第801話 ユグドラシル2
*
川から上がった俺は服に染み込んだ水を搾る。
あー、服痛んじまうな。1着しかないアルテナに貰った一張羅だっていうのに。
ん? 待てよ、黒芒に頼めばボロボロになっても、直して貰えるんじゃないか? ほらあの〝形状記憶能力〟とか言うやつで! 今度出来るか聞いてみよう。
にしても凄いな。本当に洞窟なのかここ。
まずあのミニ太陽、クレハ曰く洞窟内の灯りは魔法によるものらしいがあの太陽自体が魔法なのか? とにかくあのミニ太陽により洞窟内は外と変わらない。

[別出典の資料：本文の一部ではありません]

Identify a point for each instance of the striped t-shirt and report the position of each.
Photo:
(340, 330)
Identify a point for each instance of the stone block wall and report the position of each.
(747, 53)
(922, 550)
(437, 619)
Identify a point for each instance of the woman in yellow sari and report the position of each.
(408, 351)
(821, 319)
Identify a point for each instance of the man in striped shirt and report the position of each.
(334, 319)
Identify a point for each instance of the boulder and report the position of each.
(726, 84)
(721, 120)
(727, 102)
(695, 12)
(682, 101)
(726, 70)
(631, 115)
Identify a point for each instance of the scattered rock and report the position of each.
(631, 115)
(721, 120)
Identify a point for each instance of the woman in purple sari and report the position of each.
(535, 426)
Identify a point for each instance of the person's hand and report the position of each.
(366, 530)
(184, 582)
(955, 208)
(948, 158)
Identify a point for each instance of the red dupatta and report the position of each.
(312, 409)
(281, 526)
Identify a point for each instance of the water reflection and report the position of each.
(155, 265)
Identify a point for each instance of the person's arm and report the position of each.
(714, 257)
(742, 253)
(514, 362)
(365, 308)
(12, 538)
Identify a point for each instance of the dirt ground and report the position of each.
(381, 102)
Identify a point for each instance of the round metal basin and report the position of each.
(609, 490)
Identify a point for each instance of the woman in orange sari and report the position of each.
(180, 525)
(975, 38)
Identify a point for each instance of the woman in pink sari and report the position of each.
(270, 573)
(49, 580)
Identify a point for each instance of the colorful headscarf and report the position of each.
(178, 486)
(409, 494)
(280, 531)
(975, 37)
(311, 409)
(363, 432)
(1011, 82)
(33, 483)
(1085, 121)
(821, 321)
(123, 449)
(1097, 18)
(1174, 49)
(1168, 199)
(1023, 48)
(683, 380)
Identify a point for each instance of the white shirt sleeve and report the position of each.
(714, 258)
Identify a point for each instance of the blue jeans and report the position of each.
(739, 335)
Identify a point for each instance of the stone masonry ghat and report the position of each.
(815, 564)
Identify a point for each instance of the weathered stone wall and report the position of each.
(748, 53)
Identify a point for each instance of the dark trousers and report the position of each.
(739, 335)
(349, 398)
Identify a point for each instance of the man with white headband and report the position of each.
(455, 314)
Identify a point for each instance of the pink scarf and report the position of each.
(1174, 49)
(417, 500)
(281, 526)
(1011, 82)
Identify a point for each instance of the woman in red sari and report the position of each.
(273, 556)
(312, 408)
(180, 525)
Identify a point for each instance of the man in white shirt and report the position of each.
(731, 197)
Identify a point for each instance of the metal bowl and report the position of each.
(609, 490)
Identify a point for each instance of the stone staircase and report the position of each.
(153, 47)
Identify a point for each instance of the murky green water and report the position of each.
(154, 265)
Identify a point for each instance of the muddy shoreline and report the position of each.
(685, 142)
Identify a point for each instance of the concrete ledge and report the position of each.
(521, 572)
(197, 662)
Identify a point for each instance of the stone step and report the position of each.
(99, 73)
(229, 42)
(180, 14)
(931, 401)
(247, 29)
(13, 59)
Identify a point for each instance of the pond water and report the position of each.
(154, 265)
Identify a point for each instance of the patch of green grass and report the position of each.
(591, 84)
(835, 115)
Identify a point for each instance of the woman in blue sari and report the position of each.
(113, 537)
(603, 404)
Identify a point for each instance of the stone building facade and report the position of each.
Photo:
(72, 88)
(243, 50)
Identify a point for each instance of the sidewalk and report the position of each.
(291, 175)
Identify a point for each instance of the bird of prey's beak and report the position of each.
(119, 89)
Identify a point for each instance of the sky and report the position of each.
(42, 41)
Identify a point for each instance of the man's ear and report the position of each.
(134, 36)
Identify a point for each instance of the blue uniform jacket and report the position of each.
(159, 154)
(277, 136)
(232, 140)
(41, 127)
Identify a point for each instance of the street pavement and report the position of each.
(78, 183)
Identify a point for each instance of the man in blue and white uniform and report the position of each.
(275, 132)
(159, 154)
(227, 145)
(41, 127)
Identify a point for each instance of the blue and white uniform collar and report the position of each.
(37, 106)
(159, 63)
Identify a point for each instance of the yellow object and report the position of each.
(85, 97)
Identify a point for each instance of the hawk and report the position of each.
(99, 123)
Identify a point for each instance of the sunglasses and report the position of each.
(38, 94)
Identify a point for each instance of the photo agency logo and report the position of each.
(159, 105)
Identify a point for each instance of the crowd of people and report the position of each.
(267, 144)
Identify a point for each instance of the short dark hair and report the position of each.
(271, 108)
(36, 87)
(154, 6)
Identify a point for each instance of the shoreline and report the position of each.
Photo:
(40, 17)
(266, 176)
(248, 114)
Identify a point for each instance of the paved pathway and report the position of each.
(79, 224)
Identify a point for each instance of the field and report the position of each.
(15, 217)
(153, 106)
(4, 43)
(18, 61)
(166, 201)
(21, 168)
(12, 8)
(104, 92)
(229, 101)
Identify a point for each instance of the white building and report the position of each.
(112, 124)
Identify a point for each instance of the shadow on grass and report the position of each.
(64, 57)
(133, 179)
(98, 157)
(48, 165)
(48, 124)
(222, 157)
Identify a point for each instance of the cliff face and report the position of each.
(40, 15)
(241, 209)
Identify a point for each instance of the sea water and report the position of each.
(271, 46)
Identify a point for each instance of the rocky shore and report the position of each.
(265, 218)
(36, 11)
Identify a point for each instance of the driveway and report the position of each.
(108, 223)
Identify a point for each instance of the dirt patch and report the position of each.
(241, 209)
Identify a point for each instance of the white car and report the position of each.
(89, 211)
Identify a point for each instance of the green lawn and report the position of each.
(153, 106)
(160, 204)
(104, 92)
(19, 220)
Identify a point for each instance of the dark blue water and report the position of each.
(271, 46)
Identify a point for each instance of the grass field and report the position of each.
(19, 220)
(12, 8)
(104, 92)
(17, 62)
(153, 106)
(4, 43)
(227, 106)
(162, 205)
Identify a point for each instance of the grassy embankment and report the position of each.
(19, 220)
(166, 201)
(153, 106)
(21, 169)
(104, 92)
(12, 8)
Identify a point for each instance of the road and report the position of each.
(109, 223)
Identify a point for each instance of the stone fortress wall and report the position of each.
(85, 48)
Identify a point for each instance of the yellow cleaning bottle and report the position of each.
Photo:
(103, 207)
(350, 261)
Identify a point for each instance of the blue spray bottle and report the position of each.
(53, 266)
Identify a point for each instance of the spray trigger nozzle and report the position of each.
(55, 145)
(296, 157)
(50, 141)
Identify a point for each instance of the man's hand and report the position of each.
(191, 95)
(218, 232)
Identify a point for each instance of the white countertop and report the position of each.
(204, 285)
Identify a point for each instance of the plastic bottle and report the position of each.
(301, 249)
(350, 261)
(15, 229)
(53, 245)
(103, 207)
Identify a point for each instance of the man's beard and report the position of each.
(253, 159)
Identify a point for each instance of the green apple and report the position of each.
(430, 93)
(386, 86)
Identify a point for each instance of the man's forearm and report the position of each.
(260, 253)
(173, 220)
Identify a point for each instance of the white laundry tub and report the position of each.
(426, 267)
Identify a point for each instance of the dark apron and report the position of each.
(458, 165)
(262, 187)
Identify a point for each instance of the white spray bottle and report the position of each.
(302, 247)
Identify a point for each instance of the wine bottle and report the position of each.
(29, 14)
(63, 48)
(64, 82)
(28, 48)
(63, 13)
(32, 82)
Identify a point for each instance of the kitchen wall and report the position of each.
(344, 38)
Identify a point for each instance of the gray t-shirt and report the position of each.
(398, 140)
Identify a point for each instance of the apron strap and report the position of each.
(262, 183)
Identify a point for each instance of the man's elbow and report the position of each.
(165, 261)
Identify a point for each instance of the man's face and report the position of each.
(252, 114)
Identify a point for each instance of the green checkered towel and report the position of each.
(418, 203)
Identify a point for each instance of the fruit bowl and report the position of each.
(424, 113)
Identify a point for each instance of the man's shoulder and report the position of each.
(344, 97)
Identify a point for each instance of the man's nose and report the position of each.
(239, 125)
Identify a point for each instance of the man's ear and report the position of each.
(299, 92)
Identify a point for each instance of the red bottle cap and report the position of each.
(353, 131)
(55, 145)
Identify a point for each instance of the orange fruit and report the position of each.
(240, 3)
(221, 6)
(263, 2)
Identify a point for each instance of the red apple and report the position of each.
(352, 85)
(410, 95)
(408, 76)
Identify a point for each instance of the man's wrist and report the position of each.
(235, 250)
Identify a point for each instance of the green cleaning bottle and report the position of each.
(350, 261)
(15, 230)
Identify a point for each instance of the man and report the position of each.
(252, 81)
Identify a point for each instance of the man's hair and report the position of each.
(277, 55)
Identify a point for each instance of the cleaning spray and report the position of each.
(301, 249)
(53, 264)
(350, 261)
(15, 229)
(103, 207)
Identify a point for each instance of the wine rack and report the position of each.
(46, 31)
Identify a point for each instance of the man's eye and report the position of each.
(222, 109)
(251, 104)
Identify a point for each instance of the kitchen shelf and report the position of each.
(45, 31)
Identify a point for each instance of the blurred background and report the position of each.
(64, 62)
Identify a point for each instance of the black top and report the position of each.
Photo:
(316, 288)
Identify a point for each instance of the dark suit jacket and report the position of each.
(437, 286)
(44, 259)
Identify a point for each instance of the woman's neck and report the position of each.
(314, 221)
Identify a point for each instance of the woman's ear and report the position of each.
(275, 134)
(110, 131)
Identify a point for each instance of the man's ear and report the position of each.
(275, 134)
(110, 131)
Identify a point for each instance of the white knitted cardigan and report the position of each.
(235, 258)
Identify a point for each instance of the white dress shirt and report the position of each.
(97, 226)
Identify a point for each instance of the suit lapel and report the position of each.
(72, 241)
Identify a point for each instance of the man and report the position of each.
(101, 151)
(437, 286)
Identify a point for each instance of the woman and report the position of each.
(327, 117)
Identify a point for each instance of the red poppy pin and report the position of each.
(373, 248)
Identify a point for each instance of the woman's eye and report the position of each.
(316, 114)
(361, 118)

川から上がり、クレハたちと合流するべく道無き道を進む。
するとバタバタバタとこちらに向かう複数の足音がする。
「こっちだ!」
「女川に男が出たって!?」
「一体どこから入ったんだ!」
やべ、こっち来るぞ!
それに女川? 女湯みたいなモンか?
「いた! スイセン服の男!」
取り敢えずここは穏便に。
「待ってくれ、覗くつもりは無かったんだ」
両手を上げて俺は誤解を説く。
「しらばっくれても無駄よ!」
「そうよ女の敵!」
「覗き魔、変態、スケベ!」
俺の反省はものともせず、三人の女エルフたちが俺を罵る。こればかりは俺が悪い。
「待ちなさい」
するとさっきの銀髪ロングの美人エルフが服を着て現れた。
「シルヴィア様!」
「この男です!」
「今すぐ引っ捕らえますか!」
俺を指差す三人を他所にシルヴィアと呼ばれた銀髪エルフが、俺に向き直り口を開いた。
「黒髪に黒眼、それにスイセン服。もしかしてあなた稗月倖真?」
ヤバい、バレた、賞金首、金貨一万枚。
よし、ズラかるぞ! と、俺がその場を立ち去ろうとすると、
「待って! 私、あなたと話がしたいの!」
「話し?」
「〝シルフディート〟の件、聞かせて!」
シルヴィアは嬉々とした様子で俺に話しかけて来る。
「話は王宮で、ね♪」
*
シルヴィアの案内で王宮へと招かれる俺は取り敢えず、覗きの件は保留して貰えそうだ。
「あー、シルヴィアだったか? さっきは本当に悪かった。このとーりだ。すまん!」
「本当ですよ。異性に肌を見せたことなんて私の200年の人生で初めてなんですよ?」
「いや、本当にすまん。謝っても謝りきれねぇよ」
「お詫びに〝シルフディート〟の英雄談を聞かせてくれるなら、まあ、許してあげないことも
無いですよ?」
「英雄談何てモンじゃ無いけどな。お陰でお尋ね者なワケだし」
「いいえ、あのお馬鹿さん共をギャフンと言わせたのですから、この国では勲章物ですよ」
そーいや〝シルフディート〟と〝ユグドラシル〟は、同じエルフの国でも犬猿の仲だとか聞いたな。